There are some sports that are accepted as being "professional" and worthy of being watched by millions of Americans on TV (some networks even preempt regularly scheduled programming for specific sports). Then, there are the sports which you play in school, but seem to be relegated to being just for kids. I'm thinking specifically of kickball and dodgeball (and in the U.S., I would even put soccer in that category, in as much as the game is *way* more popular in schools than it is as a spectator sport in the U.S.). I always especially liked all three of those sports in school, because I was so awful at the "popular" sports like basketball, football and baseball. I was generally one of the most athletically incompetent boys in the school (ever, quite possibly), mostly because I couldn't really throw balls, but man, I could dodge. As the school nerd, I think I developed a natural dodging reflex because I often had to run a "punch the dork" gauntlet in the school hallways. In fact, I was a bit of a spoiler; most games ended with about 4 or 6 really athletic boys on the other side and me, somehow dodging the best they had to give. Of course, you don't win the game by just dodging, and the coach/teacher usually timed me out for not throwing any of the balls back successfully. Judging from this Box Office Prophets article, I guess many people had a different experience.

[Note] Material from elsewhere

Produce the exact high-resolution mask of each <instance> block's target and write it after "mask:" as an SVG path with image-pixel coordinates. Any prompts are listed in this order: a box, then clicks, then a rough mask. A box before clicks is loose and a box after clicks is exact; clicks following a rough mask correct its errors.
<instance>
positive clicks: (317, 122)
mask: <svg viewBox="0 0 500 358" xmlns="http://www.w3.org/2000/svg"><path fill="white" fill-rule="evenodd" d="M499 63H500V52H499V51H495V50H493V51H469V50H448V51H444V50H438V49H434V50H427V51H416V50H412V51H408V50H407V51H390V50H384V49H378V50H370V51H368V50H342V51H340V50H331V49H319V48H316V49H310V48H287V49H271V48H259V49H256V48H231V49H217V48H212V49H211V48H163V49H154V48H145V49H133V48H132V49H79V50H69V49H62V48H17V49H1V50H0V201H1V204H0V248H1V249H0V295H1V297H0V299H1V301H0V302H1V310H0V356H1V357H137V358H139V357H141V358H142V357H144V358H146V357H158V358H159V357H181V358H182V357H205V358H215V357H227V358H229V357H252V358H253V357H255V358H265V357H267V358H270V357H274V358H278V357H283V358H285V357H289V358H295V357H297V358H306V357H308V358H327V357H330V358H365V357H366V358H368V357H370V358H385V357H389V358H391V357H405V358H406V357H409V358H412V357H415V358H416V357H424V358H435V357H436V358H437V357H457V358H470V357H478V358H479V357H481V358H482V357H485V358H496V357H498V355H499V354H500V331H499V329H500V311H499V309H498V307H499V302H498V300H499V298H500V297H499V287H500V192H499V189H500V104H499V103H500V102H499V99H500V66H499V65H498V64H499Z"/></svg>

Anyway, I say all this, and go so deeply into my own personal childhood history to illustrate that dodgeball is a game that really doesn't get its full due. You'd think that some form of dodgeball would have become a popular spectator sport years ago; it seems to me to be exactly the sort of violent game Americans in particular enjoy on TV, but it also requires a surprising amount of grace and agility to win. I would imagine a professional league version of dodgeball would use smaller, harder, faster balls, with the game perhaps taking place in indoor facilities comparable to what they use for jai-alai (which suggests a different way dodgeball could become popular... as a gambling sport). Of course, there are dodgeball organizations, tournaments, etc. today, but they are obscure at best. This movie, perhaps, could change that (though I doubt it :). I'm not saying I don't think the movie will be popular; I'm just skeptical about the ability of a comedy about dodgeball to actually revitalize the sport. As for this movie... I LOVE the concept (or else I wouldn't have written so much thus far without even mentioning it :). Ben Stiller and Vince Vaughn both seem like the sort of guys who should be funny to watch getting bopped in sensitive areas by speeding rubber orbs, and to watch them dishing out some revenge in return. An early episode of "South Park" comes to mind, when the kids became global dodgeball champions because the British boy who everyone picked on could throw a mean dodgeball when he got angry. It's easy to imagine Ben Stiller going into that sort of game face fury.